# Interesting Headlines etc .



## superhorn (Mar 23, 2010)

Tragic murder-suicide at Goilden Gate bridge . Dick,Jane and Spot Dead.

San Francisco (San Francisco Chronicle) Dick said "Jump,Jane,Jump" 
Jane jumped. Dick said " Jump, spot,jump. Spot said "Bark,Bark,Bark !" Spot jumped .
Dick was sad . "Oh.oh,oh what have I done?" Dick jumped, too .
Officer said " This is not fun, no,no,no. Mother, father , Toim and Puff will be sad ".

Local man trips over ottoman, breaks neck. Rob Petrie dead at 48.

Flying nun violates D.C. airspace, shot down.
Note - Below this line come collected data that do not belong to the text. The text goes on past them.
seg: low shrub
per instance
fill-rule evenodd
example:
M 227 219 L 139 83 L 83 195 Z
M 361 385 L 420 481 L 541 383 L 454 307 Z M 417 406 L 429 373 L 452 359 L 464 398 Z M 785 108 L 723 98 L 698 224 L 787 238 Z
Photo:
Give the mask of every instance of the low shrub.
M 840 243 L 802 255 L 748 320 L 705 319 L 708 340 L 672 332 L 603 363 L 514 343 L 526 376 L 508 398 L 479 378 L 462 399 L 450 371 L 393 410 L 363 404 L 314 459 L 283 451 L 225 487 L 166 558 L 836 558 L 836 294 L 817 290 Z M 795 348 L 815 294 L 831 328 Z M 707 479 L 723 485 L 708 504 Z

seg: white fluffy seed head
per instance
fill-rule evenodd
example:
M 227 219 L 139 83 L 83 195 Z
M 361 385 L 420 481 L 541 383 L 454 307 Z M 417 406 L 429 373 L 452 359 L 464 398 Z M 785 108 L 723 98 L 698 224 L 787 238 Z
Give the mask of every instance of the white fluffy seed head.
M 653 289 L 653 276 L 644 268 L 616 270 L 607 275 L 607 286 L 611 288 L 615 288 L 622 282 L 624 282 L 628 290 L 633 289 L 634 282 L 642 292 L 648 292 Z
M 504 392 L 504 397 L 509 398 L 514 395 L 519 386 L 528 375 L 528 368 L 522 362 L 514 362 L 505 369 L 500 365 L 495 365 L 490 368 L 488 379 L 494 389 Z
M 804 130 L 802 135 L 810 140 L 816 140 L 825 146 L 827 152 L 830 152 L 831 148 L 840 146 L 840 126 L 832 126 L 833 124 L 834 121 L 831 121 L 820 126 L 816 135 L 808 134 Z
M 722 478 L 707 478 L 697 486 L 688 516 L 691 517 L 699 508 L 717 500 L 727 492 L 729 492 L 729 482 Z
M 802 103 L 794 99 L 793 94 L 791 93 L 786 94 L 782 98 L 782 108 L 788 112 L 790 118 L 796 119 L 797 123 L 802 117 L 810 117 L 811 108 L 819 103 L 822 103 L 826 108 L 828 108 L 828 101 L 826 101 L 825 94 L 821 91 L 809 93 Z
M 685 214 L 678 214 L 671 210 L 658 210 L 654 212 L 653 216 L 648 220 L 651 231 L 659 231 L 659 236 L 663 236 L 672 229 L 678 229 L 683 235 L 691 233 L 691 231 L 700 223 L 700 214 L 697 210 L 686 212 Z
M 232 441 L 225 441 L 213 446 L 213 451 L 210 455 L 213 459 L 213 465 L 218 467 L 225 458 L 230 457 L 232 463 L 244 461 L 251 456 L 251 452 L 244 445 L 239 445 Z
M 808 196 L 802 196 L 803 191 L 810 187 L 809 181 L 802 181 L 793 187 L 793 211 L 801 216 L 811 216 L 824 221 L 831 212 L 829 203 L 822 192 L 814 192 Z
Capitol evacuated, Mother Superior cross .

Space shuttle windshield damaged by giant moth while flying over Japan.
Burning wings,sand, guts sower Tokyo below . Incident angers giant fire-breathing lizard .

Emperor dies of hypthermia despite new clothes .

Hurricane rips through local cemetery . Hundreds dead .

Hole in wall at nudist colony reported . Police are looking into it 

Toilet seats :lol: :lol: :lol:
at all of New York's police offices stolen : Cops have nothing to go on .


----------